Memo to self- delete texts about butt sex from you before giving my mom my old phone to use.
Seriously, I would hit on barney the dinosaur right now if it meant I was going to get laid.
Someone carved 'Hank' in all caps in the snow outside my apartment building so naturally I turned the capital H into a K and added an S to the front.
I think college has really matured you.
Seriously what kind of college town is this? Nobody parties during the week or abuses perscription drugs
It's like a challenge who can be the biggest embarrassment to the family. I win 80% of the time.
Are you drunk? Because I am and if you're not, this may be very awkward in the morning
Thats for me to know and you to find out.
on a brighter note, the cop thought i could kick adams ass if it came down to that and said he had $20 on me if it ever happens
I apologized for the whole SWAT team incident to the roommate.
I feel bad for her, but I feel like she's one of those resource-raping alien civilizations that visits planets, decimates them and then leaves. Those really aren't the qualities I appreciate in a friend. Ya know?

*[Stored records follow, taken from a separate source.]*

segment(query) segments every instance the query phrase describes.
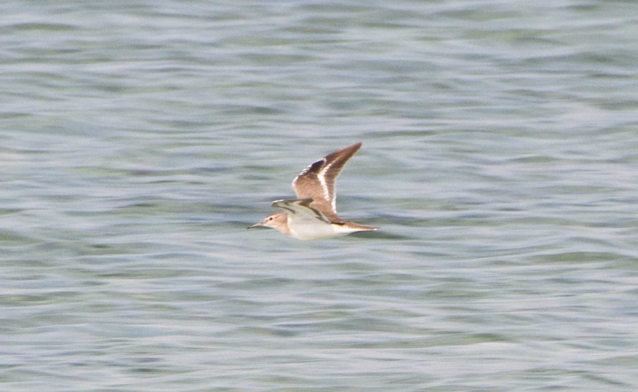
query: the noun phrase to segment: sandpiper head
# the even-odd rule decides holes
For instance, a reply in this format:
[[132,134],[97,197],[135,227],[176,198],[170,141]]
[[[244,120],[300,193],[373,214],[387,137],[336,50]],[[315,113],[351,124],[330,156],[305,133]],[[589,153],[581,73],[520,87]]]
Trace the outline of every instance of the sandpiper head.
[[283,212],[275,212],[266,217],[262,222],[256,223],[248,228],[259,227],[272,228],[282,233],[286,232],[288,231],[288,215]]

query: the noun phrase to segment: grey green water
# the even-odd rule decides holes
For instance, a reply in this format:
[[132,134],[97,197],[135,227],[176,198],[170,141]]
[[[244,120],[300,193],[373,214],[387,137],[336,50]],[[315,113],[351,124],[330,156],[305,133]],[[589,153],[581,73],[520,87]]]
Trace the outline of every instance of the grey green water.
[[636,2],[0,15],[0,390],[638,389]]

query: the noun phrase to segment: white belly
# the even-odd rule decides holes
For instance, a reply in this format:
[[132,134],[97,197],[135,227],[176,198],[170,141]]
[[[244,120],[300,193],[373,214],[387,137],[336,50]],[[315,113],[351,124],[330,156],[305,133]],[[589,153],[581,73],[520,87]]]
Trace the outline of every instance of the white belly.
[[309,224],[307,221],[295,223],[288,218],[288,224],[290,236],[298,240],[321,240],[359,231],[345,228],[343,225],[324,223],[318,219],[315,221],[316,222],[313,222]]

Just ate a gummy bear I found in my sheets. So yeah, 2013 is SO gonna be my year.
I knew us throwing ourselves at him back in the day would pay off. I'm gonna b a divorcees rebound. Score!
Ok, so technically yes she wore a red tank top to the stoplight party. But under it was a yellow bra and green panties.
Can cross "get fingered at a state park" off my bucket list
"Only you can prevent yeast infections."
probably because i sent a bunch of guys a snap saying happy one year to my nipple piercings
So. My mom went grocery shopping for me while I was at work & brought the food here. Cool bc my dildo was laying on the counter. Forgot I left it out. I am sure she saw. Im mortified.